At the outset it should be clear that there can be no political prospect of the referendum being re-run. The campaign was long, there was no shortage of reading material or debating time, and there can be no attempt to second guess the result by suggesting that people were not properly informed or did not properly understand what they were doing.
On the other hand, it goes without saying that we have entered a period of significant uncertainty. The British political system is now subject to a power vacuum and it is difficult to see how, at this stage, the government can even function. The Prime Minister and his government are now lame ducks.
Additionally, with the poll out of the way, there are all kinds of mixed messages coming from the Leave camp. The first thing that I’ve immediately noticed is how, after enthusiastically urging everyone to seize the moment to vote Leave, those who made that case have gone very quiet now that they have won. Aside from victory statements, Boris Johnson, Michael Gove and Dan Hannan have had almost nothing to say. Why aren’t they demanding that David Cameron leave immediately and that they take over ? Why, having demanded that we Leave as quickly as possible, are they now asking for things to slow down, for Article 30 not to be invoked just yet, prolonging the UK’s membership of an institution that they say damages its interests ?
This sits alongside the behaviour of a number of Tory MPs on polling day, when they signed a letter asking David Cameron to remain in charge irrespective of the result. This is a strange position for people who are confident in the correctness of their case to take. Why would you entrust the man on the opposite side of the argument to lead the negotiations implementing the outcome you sought ? Unless, of course, like De Valera, you knew that the outcome of the negotiations would necessarily fall short of what you told the public was possible; and that you were unwilling to face the prospect of returning home and having to sell a deal that you knew would be an enormous compromise of your principles.
Alongside the reticence among Leave to take the lead having won the referendum is a marked reticence to uphold the sales pitch they made which will have encouraged Leave voters in their decision. A clear proposal was made to divert the £350m savings from EU membership into the NHS – yet Nigel Farage chose to wait until after the poll was complete to rubbish it. Other promises were various – discard all Brussels rules and regulations (which rules out a Norway style settlement) yet retain an open border with the Ireland (which requires a Norway style settlement and agreement on free movement). There is no clear picture, or consensus, along which path the negotiations should take.

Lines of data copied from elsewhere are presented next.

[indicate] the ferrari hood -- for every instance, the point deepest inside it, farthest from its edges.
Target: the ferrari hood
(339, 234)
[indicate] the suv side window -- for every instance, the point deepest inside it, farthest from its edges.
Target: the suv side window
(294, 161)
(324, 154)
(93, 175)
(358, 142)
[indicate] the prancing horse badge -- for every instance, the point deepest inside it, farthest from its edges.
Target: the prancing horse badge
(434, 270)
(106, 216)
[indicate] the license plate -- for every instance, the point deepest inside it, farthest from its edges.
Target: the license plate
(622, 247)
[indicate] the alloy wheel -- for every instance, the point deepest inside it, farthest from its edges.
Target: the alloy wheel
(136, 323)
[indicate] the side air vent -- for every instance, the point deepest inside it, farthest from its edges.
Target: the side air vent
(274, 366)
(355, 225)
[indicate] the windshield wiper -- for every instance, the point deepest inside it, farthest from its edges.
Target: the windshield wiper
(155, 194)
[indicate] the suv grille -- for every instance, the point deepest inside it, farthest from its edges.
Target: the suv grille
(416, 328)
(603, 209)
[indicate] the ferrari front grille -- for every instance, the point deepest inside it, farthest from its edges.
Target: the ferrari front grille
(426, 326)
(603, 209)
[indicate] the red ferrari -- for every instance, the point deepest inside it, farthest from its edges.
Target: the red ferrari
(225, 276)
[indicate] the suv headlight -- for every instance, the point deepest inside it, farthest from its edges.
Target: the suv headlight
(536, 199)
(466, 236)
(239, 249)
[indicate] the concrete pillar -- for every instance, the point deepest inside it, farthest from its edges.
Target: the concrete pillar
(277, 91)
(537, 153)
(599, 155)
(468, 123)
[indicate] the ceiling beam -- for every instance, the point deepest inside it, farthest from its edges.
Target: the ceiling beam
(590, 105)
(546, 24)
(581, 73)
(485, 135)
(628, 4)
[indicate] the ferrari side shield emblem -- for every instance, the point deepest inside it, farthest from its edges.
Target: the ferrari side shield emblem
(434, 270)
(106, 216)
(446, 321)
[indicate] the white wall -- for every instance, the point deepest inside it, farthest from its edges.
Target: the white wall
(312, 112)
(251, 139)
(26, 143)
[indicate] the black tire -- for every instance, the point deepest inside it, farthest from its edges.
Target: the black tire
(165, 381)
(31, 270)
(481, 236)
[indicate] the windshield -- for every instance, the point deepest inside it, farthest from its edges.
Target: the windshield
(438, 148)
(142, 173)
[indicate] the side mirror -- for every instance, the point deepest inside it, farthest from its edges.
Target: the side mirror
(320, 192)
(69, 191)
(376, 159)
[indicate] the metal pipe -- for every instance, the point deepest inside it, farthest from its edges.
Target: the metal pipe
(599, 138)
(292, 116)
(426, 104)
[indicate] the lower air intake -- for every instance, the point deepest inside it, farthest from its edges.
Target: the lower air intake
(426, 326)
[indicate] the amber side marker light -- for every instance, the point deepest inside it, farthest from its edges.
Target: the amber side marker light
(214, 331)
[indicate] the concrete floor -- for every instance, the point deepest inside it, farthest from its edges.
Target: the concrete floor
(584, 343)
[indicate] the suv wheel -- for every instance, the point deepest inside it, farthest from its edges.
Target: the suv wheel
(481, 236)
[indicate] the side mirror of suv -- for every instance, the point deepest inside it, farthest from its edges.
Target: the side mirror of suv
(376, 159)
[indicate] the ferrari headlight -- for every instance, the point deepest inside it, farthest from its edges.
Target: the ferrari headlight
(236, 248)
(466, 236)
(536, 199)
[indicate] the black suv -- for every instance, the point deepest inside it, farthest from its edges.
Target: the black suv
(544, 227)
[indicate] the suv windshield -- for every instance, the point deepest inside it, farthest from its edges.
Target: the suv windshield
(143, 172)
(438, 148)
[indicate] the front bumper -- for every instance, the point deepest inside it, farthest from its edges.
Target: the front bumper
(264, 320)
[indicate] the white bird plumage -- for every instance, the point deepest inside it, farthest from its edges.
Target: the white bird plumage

Into this mix we add the fact that both the British Government and the House of Commons are unambiguously out of touch with the public. The Government was overwhelmingly dominated by the Remain camp. Out of 650 seats, perhaps 200 MPs, at best, were declared brexit voters. In this light, the referendum result can be seen as a vote of no confidence in the Government and the Commons.
This means that the British government has no mandate, and must seek a renewed one. We now need an election to grant voters the opportunity to appoint the negotiators who will bargain over the future of the UK outside of the EU. In this context, it is the responsibility of the Labour Party and the Liberal Democrats to fight an election campaign on the basis of saving the integrity of the United Kingdom, refusing to invoke Article 50, and seeking a renewed understanding of our place at the heart of Europe.